Ik zucht opgelucht als het gebeurd is en de assistente verwijst me zonder een glimlachje terug naar het pashokje. Ik bedenk dat zo’n vreselijk apparaat met rechte platen om foto’s van ronde borsten te maken alleen maar door een man ontworpen kan zijn. Eentje die weinig hart heeft voor oudere vrouwen. Dat moet toch vriendelijker kunnen. Die assistente trouwens ook met haar gesjor en geduw. Twee minuten later komt ze me vertellen dat de foto’s gelukt zijn en dat ik kan gaan. ‘U krijgt de uitslag binnen twee weken’. Er verschijnt zowaar een flauw glimlachje op haar gezicht als ze me een goede dag wenst.
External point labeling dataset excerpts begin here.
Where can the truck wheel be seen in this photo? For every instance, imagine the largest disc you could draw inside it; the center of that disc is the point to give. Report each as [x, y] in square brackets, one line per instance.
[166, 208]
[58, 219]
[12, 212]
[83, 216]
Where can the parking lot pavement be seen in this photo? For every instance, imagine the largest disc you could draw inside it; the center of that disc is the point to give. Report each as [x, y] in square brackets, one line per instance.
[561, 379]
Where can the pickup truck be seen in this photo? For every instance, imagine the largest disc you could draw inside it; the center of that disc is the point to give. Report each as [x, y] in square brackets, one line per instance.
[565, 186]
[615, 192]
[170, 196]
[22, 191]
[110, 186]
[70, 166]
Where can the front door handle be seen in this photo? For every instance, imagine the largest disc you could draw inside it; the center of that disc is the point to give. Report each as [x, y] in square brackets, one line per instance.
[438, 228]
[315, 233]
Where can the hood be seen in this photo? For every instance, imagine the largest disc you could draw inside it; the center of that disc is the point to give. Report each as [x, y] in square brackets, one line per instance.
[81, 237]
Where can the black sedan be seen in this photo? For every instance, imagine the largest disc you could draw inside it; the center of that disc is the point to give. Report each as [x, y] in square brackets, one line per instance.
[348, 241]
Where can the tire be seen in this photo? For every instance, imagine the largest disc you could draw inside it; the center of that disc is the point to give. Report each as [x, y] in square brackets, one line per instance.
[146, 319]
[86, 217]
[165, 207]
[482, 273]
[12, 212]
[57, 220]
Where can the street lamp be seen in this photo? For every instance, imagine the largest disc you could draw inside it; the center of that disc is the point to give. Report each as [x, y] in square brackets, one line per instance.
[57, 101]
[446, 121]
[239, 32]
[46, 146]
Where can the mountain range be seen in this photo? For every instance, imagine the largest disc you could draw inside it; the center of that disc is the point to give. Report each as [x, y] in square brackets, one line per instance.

En dan moet ik nog drie kilometer terug fietsen. Nét voor ik opstap krijg ik een what’s appje van mijn dochter. Of ze vast koffie voor me zal zetten. ‘Graag’, app ik terug en glimlachend stop ik mijn telefoontje in m’n zak en stap op de fiets.



zondag 6 oktober 2013

Wat een open huizen dag kan opleveren.

Onderweg in de auto lees ik in de krant een artikel met de kop Huizenkoper heeft ineens weer haast. Het is een optimistische reportage, waarin een makelaar aan het woord komt die in Amsterdam-Noord nu twee keer zoveel woningen verkoopt als begin dit jaar. Ik lees het met veel interesse, want we zijn op weg naar het huis van mijn overleden vader, dat te koop staat. Het is open huizen dag en we zullen vandaag tussen 11 en 3 uur in het huis aanwezig zijn om geïnteresseerde kijkers te ontvangen.
Mijn broer is er al. Hij heeft ramen open gezet en de verwarming gecontroleerd, die ergens een lekje heeft. Het huis is al een tijd onbewoond. De bovenverdieping hebben we leeggehaald, maar de woonkamer ziet er nog bijna zo uit als toen pa er nog woonde. Alleen de eiken tafel die hij zelf gemaakt had, staat nu bij mijn broer. Een degelijk stuk vakwerk van een ouderwetse timmerman.
We drinken koffie en praten een beetje bij. Als er na een uurtje nog geen potentiële kopers geweest zijn, halen we de zes grote enveloppen te voorschijn die we bij een opruimsessie gevonden hebben. In elke envelop een aantal kromgetrokken stukken papier met daarop delen van een maquette. Nu hebben we mooi tijd om alles als een puzzel aan elkaar te leggen.
 Lang geleden heeft mijn vader met veel geduld elk huis van zijn dorp nagemaakt. Kleine, houten huizenblokken, boerderijen, losse huizen met schuurtjes, de manege… alles op schaal. Wanneer het gemaakt is, weten we niet; we hebben hem nooit bezig gezien. Maar het moet ongeveer te achterhalen zijn: een grote schuur van de maquette is in het echt vervangen door een groepje huizen; van een boerderij weten we dat die er nog geen dertig jaar staat.
Stukje voor stukje leggen we de delen op hun plaats. Bij elke grote boerderij is de naam van de bewoner geschreven en mijn broer weet dan op welke plek die thuishoort. Het is allemaal zo mooi nagemaakt. We willen het hele minidorp in ere herstellen. De kerk is zoek en ook de boerderij van J.Hoeve. De naam staat met sierlijke letters naast het lege vlakje.
De tafel is te klein. We rekenen uit hoe groot de ondergrond moet zijn waar het hele dorp op past. Ik stel voor om te proberen een tekening van het kadaster te krijgen. Zo zijn we een paar uur bezig. Niet één keer worden we gestoord door iemand die het huis komt bekijken. De koffie en de koekjes maken we zelf maar op.
Tegen drieën stoppen we de maquette weer in de enveloppen en leggen ze in een leeg bureau. Dan doen we zorgvuldig de deur op slot. Als we over het pad naar de straat lopen, komt er haastig een vrouw aan lopen. We herkennen haar van de foto op het foldertje dat in de brievenbus zat. Ze wil het huis van mijn vader dolgraag tijdelijk huren. Ze is zó blij dat ze ons nog treft en als we dan nog maar even terug naar binnen gaan, springen de tranen haar bijna in de ogen. Voorzichtig spreken we af dat we de mogelijkheden en spelregels voor tijdelijke verhuur met de makelaar gaan doornemen.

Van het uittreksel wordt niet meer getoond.